Tehran city council has named a street after an American activist who was crushed to death by an Israeli military bulldozer in the Gaza Strip in 2003, a local newspaper has reported.
The report in the Hamshahri, a daily affiliated with Tehran’s authorities, said the council has named the street Rachel Aliene Corrie. It said the sign would be placed in the city centre, but did not say when it would be displayed.
Corrie, a pro-Palestinian activist from Washington, was trying to prevent what she and other campaigners believed was a push by the Israeli military to demolish nearby Palestinian homes. She was 23 at the time of her death.
Iran does not recognise Israel and supports the Palestinians.
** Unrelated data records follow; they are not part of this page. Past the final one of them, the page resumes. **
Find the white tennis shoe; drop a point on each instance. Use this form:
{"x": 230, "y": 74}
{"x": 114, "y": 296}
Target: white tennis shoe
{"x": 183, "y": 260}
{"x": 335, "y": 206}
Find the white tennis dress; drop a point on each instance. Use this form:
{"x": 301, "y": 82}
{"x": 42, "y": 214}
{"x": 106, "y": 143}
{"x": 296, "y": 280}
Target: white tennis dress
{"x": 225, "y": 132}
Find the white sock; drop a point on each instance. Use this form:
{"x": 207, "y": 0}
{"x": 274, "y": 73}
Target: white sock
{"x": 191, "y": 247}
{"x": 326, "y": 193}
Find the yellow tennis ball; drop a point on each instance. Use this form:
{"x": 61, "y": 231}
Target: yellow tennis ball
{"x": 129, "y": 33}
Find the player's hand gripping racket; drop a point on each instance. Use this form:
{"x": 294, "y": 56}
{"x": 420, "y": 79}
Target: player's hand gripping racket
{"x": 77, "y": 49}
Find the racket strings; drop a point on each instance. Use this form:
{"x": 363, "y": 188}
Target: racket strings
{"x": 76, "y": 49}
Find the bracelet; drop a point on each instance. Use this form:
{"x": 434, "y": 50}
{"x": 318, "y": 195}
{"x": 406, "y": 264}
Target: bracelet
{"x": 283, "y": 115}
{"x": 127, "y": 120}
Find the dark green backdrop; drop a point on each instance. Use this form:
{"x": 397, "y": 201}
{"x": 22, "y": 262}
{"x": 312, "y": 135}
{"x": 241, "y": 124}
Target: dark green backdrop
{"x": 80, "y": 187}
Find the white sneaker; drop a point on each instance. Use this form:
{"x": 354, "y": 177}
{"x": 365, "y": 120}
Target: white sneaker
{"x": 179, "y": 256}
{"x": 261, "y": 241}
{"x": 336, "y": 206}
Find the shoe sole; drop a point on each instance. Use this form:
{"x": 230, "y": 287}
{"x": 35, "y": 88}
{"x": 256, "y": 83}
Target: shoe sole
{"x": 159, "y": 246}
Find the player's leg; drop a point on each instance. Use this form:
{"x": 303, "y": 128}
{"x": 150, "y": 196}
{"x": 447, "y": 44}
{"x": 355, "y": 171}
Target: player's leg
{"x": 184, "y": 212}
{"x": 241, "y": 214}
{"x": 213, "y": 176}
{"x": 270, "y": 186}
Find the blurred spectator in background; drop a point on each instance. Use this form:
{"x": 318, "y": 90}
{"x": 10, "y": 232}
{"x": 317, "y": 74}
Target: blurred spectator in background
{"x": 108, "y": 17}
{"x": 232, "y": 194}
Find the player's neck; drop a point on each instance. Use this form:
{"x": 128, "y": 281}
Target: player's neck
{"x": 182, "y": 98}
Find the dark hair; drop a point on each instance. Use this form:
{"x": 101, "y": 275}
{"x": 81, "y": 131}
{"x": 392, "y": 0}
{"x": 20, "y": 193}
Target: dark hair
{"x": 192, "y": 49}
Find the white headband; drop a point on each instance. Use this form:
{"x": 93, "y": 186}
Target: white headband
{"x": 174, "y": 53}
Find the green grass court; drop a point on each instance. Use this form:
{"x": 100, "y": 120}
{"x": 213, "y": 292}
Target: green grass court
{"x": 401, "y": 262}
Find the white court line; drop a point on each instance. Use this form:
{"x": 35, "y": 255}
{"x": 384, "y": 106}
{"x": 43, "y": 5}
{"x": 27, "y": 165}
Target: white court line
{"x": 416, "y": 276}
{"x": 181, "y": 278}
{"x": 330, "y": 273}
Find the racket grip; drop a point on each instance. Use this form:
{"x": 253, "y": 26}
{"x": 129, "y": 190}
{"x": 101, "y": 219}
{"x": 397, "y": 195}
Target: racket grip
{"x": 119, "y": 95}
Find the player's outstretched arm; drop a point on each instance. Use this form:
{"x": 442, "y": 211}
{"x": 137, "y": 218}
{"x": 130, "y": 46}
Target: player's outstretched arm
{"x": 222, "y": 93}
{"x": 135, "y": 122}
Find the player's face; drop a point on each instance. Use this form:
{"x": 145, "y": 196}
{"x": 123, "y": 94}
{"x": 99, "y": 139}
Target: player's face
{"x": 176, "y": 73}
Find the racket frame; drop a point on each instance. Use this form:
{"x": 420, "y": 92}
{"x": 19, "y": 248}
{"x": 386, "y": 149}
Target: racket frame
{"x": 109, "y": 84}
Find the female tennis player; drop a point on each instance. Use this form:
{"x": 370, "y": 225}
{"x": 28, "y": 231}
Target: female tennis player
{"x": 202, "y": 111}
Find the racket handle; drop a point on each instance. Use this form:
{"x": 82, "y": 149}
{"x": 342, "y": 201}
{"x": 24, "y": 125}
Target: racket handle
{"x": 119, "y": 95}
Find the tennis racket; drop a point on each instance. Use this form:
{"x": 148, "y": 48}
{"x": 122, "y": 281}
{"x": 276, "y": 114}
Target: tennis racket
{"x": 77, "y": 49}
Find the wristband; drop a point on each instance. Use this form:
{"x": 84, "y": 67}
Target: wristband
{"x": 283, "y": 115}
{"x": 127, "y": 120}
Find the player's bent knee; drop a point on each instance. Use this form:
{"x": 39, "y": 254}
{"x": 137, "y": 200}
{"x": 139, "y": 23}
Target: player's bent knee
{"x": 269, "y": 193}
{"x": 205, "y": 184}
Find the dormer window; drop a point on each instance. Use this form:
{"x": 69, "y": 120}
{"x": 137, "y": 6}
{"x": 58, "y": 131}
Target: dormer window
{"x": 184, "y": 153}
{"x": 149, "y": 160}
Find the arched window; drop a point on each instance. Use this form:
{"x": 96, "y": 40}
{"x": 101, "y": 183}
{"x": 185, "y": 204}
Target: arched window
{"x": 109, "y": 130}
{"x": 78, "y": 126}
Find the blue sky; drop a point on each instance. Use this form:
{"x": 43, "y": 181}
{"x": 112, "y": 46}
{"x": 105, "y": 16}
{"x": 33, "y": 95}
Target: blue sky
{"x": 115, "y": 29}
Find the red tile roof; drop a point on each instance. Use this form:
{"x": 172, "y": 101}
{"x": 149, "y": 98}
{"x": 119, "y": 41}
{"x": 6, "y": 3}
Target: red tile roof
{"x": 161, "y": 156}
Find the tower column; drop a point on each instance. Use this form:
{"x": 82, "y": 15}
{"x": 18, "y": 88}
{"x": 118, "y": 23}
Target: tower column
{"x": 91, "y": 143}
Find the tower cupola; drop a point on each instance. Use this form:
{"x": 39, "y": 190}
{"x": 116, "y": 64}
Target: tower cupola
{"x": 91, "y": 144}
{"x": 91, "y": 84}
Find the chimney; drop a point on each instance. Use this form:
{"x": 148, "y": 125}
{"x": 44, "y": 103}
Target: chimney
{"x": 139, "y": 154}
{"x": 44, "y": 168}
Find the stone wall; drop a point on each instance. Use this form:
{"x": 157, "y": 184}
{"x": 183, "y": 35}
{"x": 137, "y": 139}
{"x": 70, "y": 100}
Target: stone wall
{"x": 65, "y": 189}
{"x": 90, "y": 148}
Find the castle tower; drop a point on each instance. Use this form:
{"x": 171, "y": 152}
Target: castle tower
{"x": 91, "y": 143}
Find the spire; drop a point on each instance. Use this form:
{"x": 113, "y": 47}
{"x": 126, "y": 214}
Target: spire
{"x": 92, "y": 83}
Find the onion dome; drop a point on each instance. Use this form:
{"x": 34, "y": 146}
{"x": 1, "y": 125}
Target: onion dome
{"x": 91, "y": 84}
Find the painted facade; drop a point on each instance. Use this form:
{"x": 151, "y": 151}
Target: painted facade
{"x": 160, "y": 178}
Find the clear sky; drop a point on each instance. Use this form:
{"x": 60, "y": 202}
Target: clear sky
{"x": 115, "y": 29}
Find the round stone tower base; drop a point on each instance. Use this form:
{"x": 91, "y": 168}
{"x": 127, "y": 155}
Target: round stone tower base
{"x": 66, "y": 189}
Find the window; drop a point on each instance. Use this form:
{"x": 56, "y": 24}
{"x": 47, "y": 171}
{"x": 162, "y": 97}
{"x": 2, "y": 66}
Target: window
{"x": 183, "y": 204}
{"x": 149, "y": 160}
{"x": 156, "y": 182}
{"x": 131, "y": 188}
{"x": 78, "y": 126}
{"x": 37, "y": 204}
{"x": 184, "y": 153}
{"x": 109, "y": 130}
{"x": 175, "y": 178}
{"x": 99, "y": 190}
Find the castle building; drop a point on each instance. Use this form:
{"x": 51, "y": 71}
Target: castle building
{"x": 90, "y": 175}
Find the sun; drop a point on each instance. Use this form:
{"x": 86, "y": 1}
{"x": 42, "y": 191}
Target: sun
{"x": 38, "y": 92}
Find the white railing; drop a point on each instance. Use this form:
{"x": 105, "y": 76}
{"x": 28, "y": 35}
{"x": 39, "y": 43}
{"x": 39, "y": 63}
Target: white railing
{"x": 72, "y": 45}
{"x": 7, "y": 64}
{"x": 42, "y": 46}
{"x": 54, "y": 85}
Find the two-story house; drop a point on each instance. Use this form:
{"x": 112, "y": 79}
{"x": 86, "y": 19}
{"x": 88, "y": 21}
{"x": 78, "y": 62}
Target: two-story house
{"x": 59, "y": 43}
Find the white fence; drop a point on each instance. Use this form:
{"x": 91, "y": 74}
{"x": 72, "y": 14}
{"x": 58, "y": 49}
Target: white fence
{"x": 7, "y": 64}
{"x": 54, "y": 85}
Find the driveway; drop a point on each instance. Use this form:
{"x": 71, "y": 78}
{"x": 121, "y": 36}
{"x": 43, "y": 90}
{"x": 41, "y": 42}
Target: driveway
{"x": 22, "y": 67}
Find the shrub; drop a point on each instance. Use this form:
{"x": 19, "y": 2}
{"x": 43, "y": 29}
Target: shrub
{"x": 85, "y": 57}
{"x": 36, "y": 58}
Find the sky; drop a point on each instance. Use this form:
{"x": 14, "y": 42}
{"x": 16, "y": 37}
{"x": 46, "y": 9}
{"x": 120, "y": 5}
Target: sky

The decision marked the first time an Iranian street has been named after a US national since the 1979 Islamic revolution that ousted the pro-west shah Muhammad Reza Pahlavi.
Before the revolution, at least three high streets in the Iranian capital were named after former US presidents: Dwight Eisenhower, John F Kennedy and Franklin Roosevelt.
Iran and the US have not had diplomatic ties since militant students occupied the US embassy in Tehran, holding American diplomats hostage for 444 days from 1979 to 1981.
There are a few streets in the city named after western nationals, including Bobby Sands, a member of the IRA who died on hunger strike in a British prison in 1981, and Edward Brown, a British Orientalist known for his work on Iranian history.
Washington and its allies say Iran is trying to develop nuclear weapons, and have imposed sanctions on the country. Tehran maintains its nuclear programme is for peaceful purposes.